Schröter: Banken müssen ihre Geschäftsmodelle hinterfragen und ihre mittel- bis langfristigen Risikosituationen neu beurteilen. Nach Aussagen der Bankenaufsicht sind je nach unterstellten Stress-Szenarien zwischen zwei und rund sieben Prozent Kernkapitalverzehr bei den Kreditinstituten zu erwarten. Dass es auch schwache Institute geben kann, die es härter trifft, können wir nicht ausschließen. Es wäre aber übertrieben, von einem Bank-Run auszugehen.

Banken müssen sich, um ihre Bilanzen aufzubessern, von notleidenden Krediten trennen. Gibt es Profiteure?

Schröter: Banken und Sparkassen sollten sich von notleidenden Darlehen trennen, um sich vor allem auf die Kreditneuvergabe zu konzentrieren. Das ist ihr Kerngeschäft und hilft der Volkswirtschaft bei der Wertschöpfung. Bei der Bearbeitung notleidender Kredite sollten Banken überlegen, neue Wege zu gehen und Kräfte zu bündeln. Denn die Bearbeitung von notleidenden Engagements ist ein aufwendiger Prozess. Dieser erfordert Fachwissen und das Know-how von Expertinnen und Experten. Wenn notleidende Kredite möglichst nach einheitlichen Standards, zentral gesteuert und unter Kostenteilung bearbeitet werden, bringt das Sicherheit und Vertrauen in den Prozess und hilft Schuldnerinnen und Schuldnern, gemeinsam mit den Instituten gute Lösungen zu finden. Dazu könnten Banken und Sparkassen ihre notleidenden Engagements in einer gemeinsamen Gesellschaft, unterstützt von einem Servicer, bündeln und bearbeiten lassen. Davon würden alle profitieren.
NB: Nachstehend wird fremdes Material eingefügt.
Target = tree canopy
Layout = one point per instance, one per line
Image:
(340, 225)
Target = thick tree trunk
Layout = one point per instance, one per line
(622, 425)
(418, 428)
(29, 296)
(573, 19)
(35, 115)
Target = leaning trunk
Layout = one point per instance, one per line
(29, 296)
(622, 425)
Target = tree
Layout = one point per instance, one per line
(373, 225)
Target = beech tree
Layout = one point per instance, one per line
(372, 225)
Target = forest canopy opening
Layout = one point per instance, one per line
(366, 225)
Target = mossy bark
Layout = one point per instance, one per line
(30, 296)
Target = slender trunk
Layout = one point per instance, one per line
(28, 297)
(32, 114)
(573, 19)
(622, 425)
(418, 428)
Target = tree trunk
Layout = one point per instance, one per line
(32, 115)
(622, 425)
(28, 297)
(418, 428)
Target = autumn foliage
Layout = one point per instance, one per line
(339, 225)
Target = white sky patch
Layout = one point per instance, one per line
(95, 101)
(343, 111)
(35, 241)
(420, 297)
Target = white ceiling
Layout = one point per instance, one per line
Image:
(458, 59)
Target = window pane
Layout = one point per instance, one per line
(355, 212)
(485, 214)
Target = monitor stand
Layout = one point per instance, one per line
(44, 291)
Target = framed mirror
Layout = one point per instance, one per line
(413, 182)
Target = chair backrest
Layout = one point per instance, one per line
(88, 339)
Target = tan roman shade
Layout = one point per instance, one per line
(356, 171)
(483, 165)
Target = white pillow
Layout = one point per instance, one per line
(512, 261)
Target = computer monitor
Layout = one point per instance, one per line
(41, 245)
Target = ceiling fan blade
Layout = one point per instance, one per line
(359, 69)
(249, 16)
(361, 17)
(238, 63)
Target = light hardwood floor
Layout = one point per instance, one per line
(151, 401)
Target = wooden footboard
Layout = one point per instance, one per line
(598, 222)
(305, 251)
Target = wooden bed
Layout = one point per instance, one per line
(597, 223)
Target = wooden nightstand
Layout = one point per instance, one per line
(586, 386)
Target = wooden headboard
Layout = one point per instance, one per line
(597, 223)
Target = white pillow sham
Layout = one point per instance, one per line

Hinter jedem Kredit steht entweder ein Mensch, ein Gewerbe oder eine Organisation. Gehen wir nur von Privatpersonen aus: Was sind in Sachen „Non Performing Loans“ das Best-Case- und Worst-Case-Szenario für Menschen, deren Kredit notleidend ist?

Schröter: Der Best Case ist, dass ein Darlehen gar nicht erst notleidend wird. Wichtig ist, die Themen sachlich zu handhaben und die Gesprächsbereitschaft aufrechtzuerhalten. Das Worst-Case-Szenario ist die Insolvenz. Wir empfehlen, in diesem Fall sachverständige Dritte einzuschalten, die das Vorgehen zwischen den Beteiligten moderieren und für beide Seiten eine wirtschaftliche Lösung erarbeiten.

Herr Schröter, vielen Dank für das Gespräch.